At points along the way the chapters and Summary for Policymakers have been circulated for external review resulting in submission of thousands of comments from many different stakeholders. The contribution from each and every expert has made an immeasurable difference to the assessment.

The entire process is overseen by the IPBES Secretariat, with guidance from the multidisciplinary expert panel, bureau, expert groups and task forces, and coordinated by an appointed technical support unit – the work they all do is incredible and goes far beyond just keeping the assessment and the experts on track. Indeed, it is impossible to put into words the critical role they have all played in the assessment. 




water hyacinth

Water hyacinth can cover vast area of water, preventing movement of people and animals. It is not yet established in Britain.

Asian hornet

There have been an increase in reports of Asian hornets in the UK this year.

Overcoming challenges

Since approval of the assessment at IPBES-10, I have enjoyed reflecting on the last four years and all that we have achieved working in this collaborative way. We have shared so much. Of course, knowledge but so much more too:

  • Supporting one another through the moments of feeling overwhelmed by the enormity of the task.
  • Satisfaction as we delve deeply into the evidence to deliver new insights.
  • Appreciation of the breadth and depth of expertise across the team.
  • Recognition of the immense benefits of bringing together information and data from across knowledge systems.
  • Respect and understanding of the value of the different perspectives that experts from diverse disciplines bring. 

There have been challenging times along the way. Of course, working across time zones is not always easy but we have also worked through the pandemic and extreme weather events (all too frequent reminders of the urgency of the environmental issues we are facing). However, the sustained engagement of the team has been utterly incredible. I have approached every meeting with excitement and anticipation of what we will be able to achieve together and come away inspired and energised to meet the demands of the next step of the process. 

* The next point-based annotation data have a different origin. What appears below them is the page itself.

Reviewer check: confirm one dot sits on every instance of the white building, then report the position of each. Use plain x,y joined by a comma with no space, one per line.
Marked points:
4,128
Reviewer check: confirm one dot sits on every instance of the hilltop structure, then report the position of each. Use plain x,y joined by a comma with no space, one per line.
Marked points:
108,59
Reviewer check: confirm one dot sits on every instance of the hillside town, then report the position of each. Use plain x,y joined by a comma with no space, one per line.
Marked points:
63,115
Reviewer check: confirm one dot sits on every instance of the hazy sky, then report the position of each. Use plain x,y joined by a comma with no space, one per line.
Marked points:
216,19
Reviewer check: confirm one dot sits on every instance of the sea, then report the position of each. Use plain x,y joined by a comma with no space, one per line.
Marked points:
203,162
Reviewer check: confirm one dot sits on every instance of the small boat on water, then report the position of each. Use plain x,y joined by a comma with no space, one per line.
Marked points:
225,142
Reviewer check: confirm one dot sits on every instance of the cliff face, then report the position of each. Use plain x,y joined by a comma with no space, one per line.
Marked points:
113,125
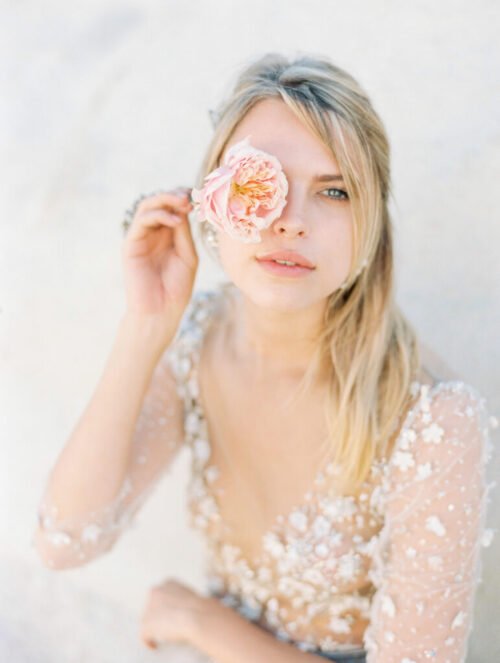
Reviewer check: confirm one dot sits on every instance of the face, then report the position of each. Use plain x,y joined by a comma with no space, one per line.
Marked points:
316,220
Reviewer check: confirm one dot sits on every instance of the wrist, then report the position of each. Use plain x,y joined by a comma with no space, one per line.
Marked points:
147,332
208,611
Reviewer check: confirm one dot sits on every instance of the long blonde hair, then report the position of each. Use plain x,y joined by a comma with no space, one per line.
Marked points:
367,342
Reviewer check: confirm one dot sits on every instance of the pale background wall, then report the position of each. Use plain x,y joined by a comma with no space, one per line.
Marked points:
107,99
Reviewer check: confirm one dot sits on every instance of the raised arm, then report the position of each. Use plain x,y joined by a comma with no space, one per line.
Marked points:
133,424
427,563
121,446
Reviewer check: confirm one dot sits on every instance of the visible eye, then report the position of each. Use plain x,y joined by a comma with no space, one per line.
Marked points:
343,194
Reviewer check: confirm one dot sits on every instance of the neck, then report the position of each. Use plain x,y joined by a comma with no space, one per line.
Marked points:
276,342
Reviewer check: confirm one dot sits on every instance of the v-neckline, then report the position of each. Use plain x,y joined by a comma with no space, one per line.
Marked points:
278,523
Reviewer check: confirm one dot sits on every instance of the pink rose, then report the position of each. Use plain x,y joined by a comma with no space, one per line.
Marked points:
244,195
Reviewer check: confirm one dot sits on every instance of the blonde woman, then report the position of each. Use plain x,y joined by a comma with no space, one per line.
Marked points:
338,482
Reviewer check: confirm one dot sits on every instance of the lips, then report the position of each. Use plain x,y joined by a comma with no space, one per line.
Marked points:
291,256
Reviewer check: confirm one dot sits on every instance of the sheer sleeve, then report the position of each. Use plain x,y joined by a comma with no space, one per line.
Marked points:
427,563
158,436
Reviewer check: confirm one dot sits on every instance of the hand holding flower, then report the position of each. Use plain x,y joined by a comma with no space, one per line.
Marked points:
244,195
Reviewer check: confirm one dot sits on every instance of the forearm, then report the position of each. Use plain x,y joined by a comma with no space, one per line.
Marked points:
227,637
94,462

I am extremely proud of the collaborative report that we presented to more than 140 governments at IPBES-10. It was incredibly exciting to share our synthesis of evidence through this global thematic assessment on invasive alien species and their control with national focal points from around the world. The long days of discussions, on a few nights extending until midnight, at the IPBES-10 plenary in Bonn provided the assessment team with the opportunity of many rich and insightful discussions with the national focal points.

Hour after hour the team supported one another working tirelessly to ensure the evidence from across the assessment was presented clearly to underpin major discussion points. The lead authors and fellows located around the world were sending messages of encouragement as they watched the proceedings on-line. Simply an incredible and inspiring team. We hope that the evidence-based solutions and options that we outline will bring benefits for people and nature around the world. 


I offer particular thanks to our fantastic technical support unit: Tanara Renard Truong (assessment coordinator), Ryoko Kawakami (assessment administrator), Naoki Amako (head of the technical support unit). I am grateful to Defra for supporting my nomination to be an expert within the IPBES Thematic Assessment of Invasive Alien Species and their Control. I have also benefited from the coordinating role of the Non-Native Species Secretariat which ignited my interest in science policy. So many people within the UK Centre for Ecology & Hydrology have supported and encouraged my involvement in the IPBES Thematic Assessment of Invasive Alien Species and their Control and I thank them all.